Using Mirrors On Model Train Layouts

If you have been involved in model railroading for some time, you’re keenly aware that building a model train layout involves a reasonable investment of time, patience, and of course, money.  With that said, however, that is part of the enjoyment of this hobby!  Given that layouts are not built over night, rather many nights, the model train hobbyist has chosen a pastime which will give him many years of enjoyment, and the expense of this hobby can be spread over time, thus making it affordable for most.

Along with the many skills a model railroader picks up during the construction phase of their railroad, many may not even realize that they’ve also acquired the skills of a magician as well.  The hobbyist who creates a layout which captures the attention and eye of an observer has mastered the art of illusion.  Making the eye and mind think that it is seeing something which it really isn’t!  

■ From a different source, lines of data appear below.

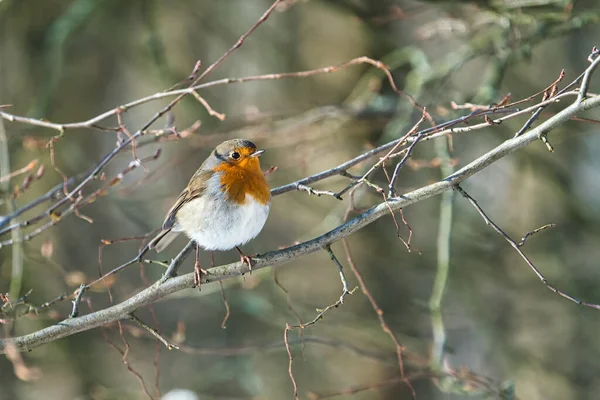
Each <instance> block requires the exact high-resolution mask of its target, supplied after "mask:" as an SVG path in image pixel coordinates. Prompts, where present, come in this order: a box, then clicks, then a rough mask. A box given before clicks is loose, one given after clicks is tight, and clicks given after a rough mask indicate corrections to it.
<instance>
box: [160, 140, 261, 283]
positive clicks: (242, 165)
mask: <svg viewBox="0 0 600 400" xmlns="http://www.w3.org/2000/svg"><path fill="white" fill-rule="evenodd" d="M263 153H264V150H258V149H257V147H256V145H255V144H254V143H252V142H251V141H249V140H246V139H232V140H227V141H225V142H223V143H221V144H220V145H218V146H217V147H216V148H215V149H214V150H213V151H212V152H211V153H210V155H209V156H208V158H207V159H206V160H205V161H204V162H203V163H202V165H200V168H198V170H197V171H196V173H194V175H193V176H192V177H191V179H190V181H189V183H188V184H187V186H186V188H185V189H184V190H183V191H182V192H181V194H180V195H179V197H178V198H177V200H175V203H174V204H173V206H172V207H171V209H170V210H169V211H168V212H167V215H166V217H165V220H164V222H163V224H162V230H161V232H160V233H159V234H158V235H157V236H156V237H155V238H154V239H153V240H152V241H151V243H150V248H154V249H155V250H156V252H161V251H162V250H164V249H165V248H166V247H167V246H168V245H169V244H171V242H172V241H173V240H174V239H175V238H176V237H177V236H178V235H179V234H180V233H184V234H185V235H186V236H187V237H188V238H190V239H191V240H193V241H194V242H195V243H196V264H195V267H194V284H195V285H196V286H199V285H200V279H201V274H202V272H204V271H203V270H202V269H201V268H200V262H199V251H200V248H203V249H204V250H207V251H214V250H219V251H227V250H232V249H233V248H234V247H235V248H236V249H237V250H238V252H239V253H240V260H241V262H242V263H243V264H244V263H245V264H247V265H248V267H249V268H250V270H251V269H252V263H253V261H252V259H251V258H250V257H248V256H247V255H245V254H244V253H243V252H242V250H241V249H240V247H239V246H242V245H244V244H246V243H248V242H249V241H250V240H252V239H254V238H255V237H256V236H257V235H258V234H259V233H260V231H261V230H262V229H263V227H264V225H265V222H266V221H267V218H268V216H269V210H270V207H271V191H270V189H269V184H268V183H267V180H266V179H265V175H264V173H263V171H262V170H261V168H260V161H259V156H260V155H261V154H263Z"/></svg>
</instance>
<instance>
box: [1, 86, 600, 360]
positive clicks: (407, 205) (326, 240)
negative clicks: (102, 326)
mask: <svg viewBox="0 0 600 400" xmlns="http://www.w3.org/2000/svg"><path fill="white" fill-rule="evenodd" d="M599 106H600V96H594V97H588V98H586V99H584V100H583V101H581V102H577V103H573V104H571V105H570V106H569V107H567V108H565V109H564V110H562V111H560V112H558V113H557V114H556V115H554V116H552V117H550V118H549V119H548V120H546V121H544V122H543V123H542V124H540V125H539V126H538V127H536V128H534V129H532V130H530V131H528V132H526V133H525V134H523V135H521V136H519V137H517V138H512V139H509V140H507V141H505V142H503V143H502V144H500V145H499V146H497V147H496V148H494V149H492V150H491V151H489V152H488V153H486V154H484V155H482V156H481V157H479V158H477V159H476V160H474V161H472V162H471V163H469V164H467V165H466V166H464V167H463V168H461V169H460V170H458V171H456V172H455V173H453V174H452V175H450V176H448V177H446V178H445V179H443V180H441V181H439V182H436V183H433V184H430V185H426V186H423V187H421V188H419V189H417V190H414V191H412V192H409V193H405V194H403V195H400V196H398V197H394V198H390V199H388V201H387V203H380V204H379V205H377V206H375V207H372V208H370V209H369V210H367V211H366V212H364V213H362V214H360V215H358V216H357V217H355V218H353V219H351V220H349V221H347V222H346V223H344V224H342V225H340V226H338V227H337V228H335V229H333V230H331V231H329V232H327V233H325V234H323V235H321V236H319V237H317V238H314V239H312V240H309V241H306V242H303V243H300V244H298V245H295V246H291V247H288V248H286V249H283V250H279V251H271V252H268V253H266V254H264V255H262V256H259V257H256V258H254V260H255V261H256V264H255V265H254V266H253V270H258V269H262V268H265V267H272V266H275V265H280V264H283V263H285V262H288V261H290V260H293V259H296V258H299V257H300V256H303V255H306V254H310V253H314V252H316V251H319V250H321V249H323V248H324V247H325V246H327V245H330V244H332V243H334V242H336V241H338V240H340V239H342V238H345V237H347V236H349V235H350V234H352V233H354V232H356V231H358V230H359V229H361V228H363V227H364V226H366V225H368V224H370V223H372V222H374V221H376V220H378V219H379V218H381V217H383V216H384V215H387V214H389V212H390V209H391V210H393V211H395V210H398V209H400V208H403V207H406V206H409V205H411V204H414V203H417V202H420V201H422V200H425V199H428V198H431V197H433V196H436V195H438V194H440V193H443V192H445V191H447V190H451V189H453V188H454V187H455V186H456V185H458V184H460V183H461V182H463V181H464V180H466V179H467V178H469V177H470V176H472V175H474V174H476V173H477V172H479V171H481V170H483V169H484V168H486V167H488V166H489V165H491V164H492V163H494V162H495V161H497V160H499V159H501V158H503V157H505V156H506V155H508V154H511V153H513V152H515V151H517V150H518V149H520V148H523V147H525V146H527V145H528V144H530V143H532V142H534V141H536V140H538V139H539V137H540V136H541V135H543V134H546V133H548V132H549V131H551V130H552V129H554V128H556V127H557V126H559V125H561V124H563V123H565V122H567V121H568V120H569V119H571V118H572V117H573V116H574V115H576V114H578V113H581V112H583V111H586V110H589V109H592V108H594V107H599ZM291 187H292V189H290V190H293V189H295V184H291ZM190 249H191V247H190V245H188V246H186V247H185V248H184V249H183V250H182V252H180V256H178V257H177V258H176V260H177V265H180V264H181V263H182V262H183V260H184V259H185V256H187V253H186V254H183V253H184V252H188V253H189V250H190ZM174 262H175V260H174ZM171 266H173V263H172V264H171ZM174 268H175V266H174ZM247 272H249V270H248V267H247V266H246V265H242V264H241V263H239V262H237V263H233V264H228V265H222V266H219V267H216V268H212V269H210V270H209V271H208V274H207V275H203V283H209V282H215V281H220V280H223V279H227V278H231V277H234V276H240V275H241V274H244V273H247ZM193 283H194V275H193V273H188V274H185V275H183V276H179V277H175V278H172V279H167V280H161V281H158V282H156V283H155V284H153V285H152V286H150V287H148V288H146V289H145V290H143V291H141V292H139V293H138V294H136V295H134V296H132V297H131V298H129V299H127V300H125V301H123V302H122V303H120V304H116V305H114V306H111V307H108V308H106V309H104V310H100V311H97V312H94V313H91V314H88V315H84V316H81V317H78V318H73V319H69V320H66V321H63V322H61V323H59V324H56V325H53V326H50V327H47V328H44V329H42V330H39V331H37V332H34V333H31V334H28V335H24V336H19V337H15V338H9V339H2V340H0V351H2V352H4V351H5V350H6V347H7V345H8V344H9V343H13V344H14V345H15V346H16V348H17V349H18V350H20V351H25V350H31V349H33V348H35V347H39V346H41V345H43V344H45V343H49V342H52V341H55V340H57V339H60V338H63V337H66V336H69V335H72V334H75V333H78V332H82V331H86V330H89V329H93V328H96V327H99V326H102V325H104V324H107V323H109V322H113V321H118V320H121V319H124V318H127V317H128V315H129V314H130V313H131V312H133V311H135V310H137V309H138V308H140V307H142V306H145V305H148V304H151V303H153V302H155V301H157V300H159V299H161V298H164V297H166V296H168V295H169V294H171V293H175V292H177V291H180V290H183V289H186V288H191V287H192V286H193Z"/></svg>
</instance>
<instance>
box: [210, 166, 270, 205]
mask: <svg viewBox="0 0 600 400" xmlns="http://www.w3.org/2000/svg"><path fill="white" fill-rule="evenodd" d="M215 172H221V186H222V187H223V188H224V189H225V193H226V195H227V198H228V199H229V200H231V201H233V202H234V203H236V204H244V203H245V202H246V195H247V194H249V195H251V196H252V197H253V198H254V199H255V200H256V201H257V202H259V203H261V204H268V203H269V202H270V201H271V191H270V189H269V185H268V184H267V180H266V179H265V176H264V174H263V173H262V171H261V169H260V163H259V161H258V159H256V158H249V159H247V160H243V161H242V162H240V163H239V164H237V165H231V164H227V163H223V164H221V165H219V166H218V167H217V168H215Z"/></svg>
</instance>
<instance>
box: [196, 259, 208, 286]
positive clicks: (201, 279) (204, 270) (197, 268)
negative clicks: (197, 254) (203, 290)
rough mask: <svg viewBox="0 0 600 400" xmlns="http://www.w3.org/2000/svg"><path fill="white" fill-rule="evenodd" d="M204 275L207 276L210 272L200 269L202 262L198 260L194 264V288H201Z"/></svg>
mask: <svg viewBox="0 0 600 400" xmlns="http://www.w3.org/2000/svg"><path fill="white" fill-rule="evenodd" d="M202 274H204V275H207V274H208V271H206V270H205V269H203V268H202V267H200V260H199V259H198V258H196V263H195V264H194V287H197V288H200V284H201V283H202Z"/></svg>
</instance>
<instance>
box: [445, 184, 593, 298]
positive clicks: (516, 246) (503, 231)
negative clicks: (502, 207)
mask: <svg viewBox="0 0 600 400" xmlns="http://www.w3.org/2000/svg"><path fill="white" fill-rule="evenodd" d="M455 190H456V191H457V192H458V193H460V194H461V195H462V196H463V197H464V198H466V199H467V200H468V201H469V202H470V203H471V204H472V205H473V207H475V209H476V210H477V212H478V213H479V215H481V218H483V220H484V221H485V223H486V225H489V226H491V227H492V229H494V230H495V231H496V232H497V233H498V234H499V235H500V236H502V237H503V238H504V240H506V241H507V242H508V243H509V244H510V245H511V246H512V247H513V248H514V249H515V251H516V252H517V253H518V254H519V256H521V258H522V259H523V260H524V261H525V263H526V264H527V265H528V266H529V268H531V270H532V271H533V272H534V273H535V275H536V276H537V277H538V279H539V280H540V281H541V282H542V283H543V284H544V286H546V287H547V288H548V289H550V290H551V291H553V292H554V293H556V294H558V295H559V296H561V297H564V298H565V299H567V300H570V301H572V302H574V303H576V304H580V305H582V306H585V307H590V308H594V309H596V310H600V305H599V304H594V303H588V302H586V301H582V300H579V299H576V298H575V297H573V296H571V295H570V294H567V293H565V292H563V291H561V290H559V289H557V288H556V287H554V286H553V285H551V284H550V283H548V280H547V279H546V278H545V277H544V275H543V274H542V273H541V272H540V271H539V269H538V268H537V267H536V266H535V265H534V264H533V262H532V261H531V260H530V259H529V257H527V256H526V255H525V253H524V252H523V250H521V247H520V246H519V244H518V243H517V242H516V241H514V240H513V239H512V238H511V237H510V236H509V235H508V234H507V233H506V232H504V231H503V230H502V229H501V228H500V227H499V226H498V225H496V223H495V222H494V221H492V220H491V219H490V218H489V217H488V216H487V214H486V213H485V212H484V211H483V209H482V208H481V206H479V204H478V203H477V201H475V199H474V198H473V197H471V196H470V195H469V194H468V193H467V192H465V191H464V190H463V189H462V188H461V187H460V186H458V185H457V186H456V187H455Z"/></svg>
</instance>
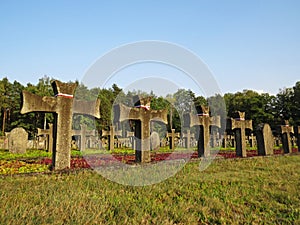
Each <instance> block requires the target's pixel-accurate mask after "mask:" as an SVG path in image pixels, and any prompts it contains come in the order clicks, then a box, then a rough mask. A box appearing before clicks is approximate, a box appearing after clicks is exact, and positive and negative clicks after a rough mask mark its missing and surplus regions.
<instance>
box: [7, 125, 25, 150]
mask: <svg viewBox="0 0 300 225" xmlns="http://www.w3.org/2000/svg"><path fill="white" fill-rule="evenodd" d="M27 140H28V133H27V131H26V130H25V129H24V128H21V127H18V128H14V129H13V130H11V132H10V135H9V152H10V153H17V154H25V153H26V147H27Z"/></svg>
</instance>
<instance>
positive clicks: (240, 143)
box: [231, 111, 253, 157]
mask: <svg viewBox="0 0 300 225" xmlns="http://www.w3.org/2000/svg"><path fill="white" fill-rule="evenodd" d="M231 129H232V130H234V135H235V143H236V144H235V149H236V155H237V156H241V157H247V151H246V134H245V130H246V129H250V130H252V129H253V128H252V120H245V112H240V111H238V112H237V115H236V118H234V119H232V118H231Z"/></svg>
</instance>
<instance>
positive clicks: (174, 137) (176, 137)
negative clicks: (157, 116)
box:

These illusions, in effect, are created by forcing perspective.  This is accomplished by causing a scene to appear larger than it really is, by making trains and cars appear as though they are going somewhere when in fact they really aren’t, by causing buildings to look as though they are larger, by adding scenery where there actually isn’t any, and so on.

One of the more effective ways to create these type of illusions is through the use of mirrors.  More importantly, the size of a layout is not a relevant issue, as mirrors can be used on any size layout to create a variety of different types of illusions.  In a word, mirrors can be used to create the illusion that your layout appears larger than it really is, and that there are multiples of one item, when in fact there is only one.  This is especially helpful for smaller layouts.  The real trick is not to give it away.  You’ll will have to take precautions to insure that the mirrors you use are not an obvious part of your layout or the illusion is lost.  

For example, make sure that a viewers silhouette doesn’t appear in the mirrors on your layout.  Use objects on your layout such as buildings, trees, bridges, scenery, and other items to conceal the edge of your mirrors.  Try using the natural borders of trees or rock formations as their uneven edges will produce a more varied reflection.

When using mirrors to give the illusion that there are more people or cars in a scene, make sure that you paint their fronts and backs and in so doing, it will seem as though there are more of these items.

If you place a building directly against a mirror it will make the structure appear to be twice its normal size.  However, you may discover that you will have to use a building with a standard roofline as those with irregular roof lines often do not work as well.

As you experiment with mirrors you’ll discover that mirrors that are double sided do not work as well as a single side mirror.  Try to purchase mirrors that have a protective coating on one side.

One thing a mirror will not do is discriminate about what you want to be reflected and what you do not.  Objects will typically appear to be backwards, such as the wording on signs, and to make matters worse, vehicles will seem as though they are about to collide head on.  The solution to this problem is to use two mirrors set at 45 degree angles to each other.

Not only can the images of people be picked up, the images of other things such as the lighting in your train room and even parts of your layout can be reflected as well.  To avoid this problem just make sure that you set your mirrors perpendicular to the ground in front of them.

The above mentioned suggestions for using mirrors are just that, suggestions.  With a little experimentation you may come up with new and innovative ideas of your own for creating illusions with mirrors.